Although Dr. Hlynka knocks the idea of the study as the work of “do-gooders”, he is really bemoaning the fact that Ukrainians have fully assimilated into the Canadian melting pot and thus cannot be given special treatment — quotas — as he would wish. This is nothing more nor less than the politics of identity being criticized because the group in question has no visible identity!
On October 13, 1976, Dr. Hlynka said this about the merits of multiculturalism:
It is by celebrating and preserving a nation’s variety and diversity that tolerance and brotherhood are taught. Uniformity does not create tolerance. It fosters intolerance for anything different.
Is not the truth the exact opposite? Is it not the work of the Human Rights Commission in promoting visible minorities which Dr. Hlynka deplores, exactly functioning as he wishes? Is it not preserving diversity?

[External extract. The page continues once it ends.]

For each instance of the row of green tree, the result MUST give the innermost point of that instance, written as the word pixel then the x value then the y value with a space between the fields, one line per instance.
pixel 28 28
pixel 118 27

Is this not creating intolerance, at least in Dr. Hlynka? Indeed is it not the great achievement of the Ukrainian community in integrating into Canadian society one of its strengths, not its weaknesses?
We can’t ask the good Dr. for his thoughts on this, or on the relationship between culture and law, or on the new attack on our freedoms from supporters of Sharia Law. Who knew that the multiculturalism the Ukrainians were calling for would be the entry point through which cultural Marxists would carry their march through the institutions, promote mass immigration of non-Europeans, and try to destroy Canada’s European heritage from within? Certainly not Dr. Hlynka who, as far as I can see, was asking for recognition of Ukrainian culture in Canada without fully realizing that once Canada’s culture was disassociated from any foundational bedrock in English law and the two founding races, it would only be another step before a whole array of visible minorities would be asking for their own cultural and ethnic recognition — against the very ethnic interests of Ukrainians!
It is often said the road to Hell is paved with good intentions. Dr. Hlynka certainly had good intentions; he was a good man, honoured by his community, and his country. Only later, perhaps not even in our lifetime, will we see if his greatest achievement may be the beginning of the end of this great land of ours.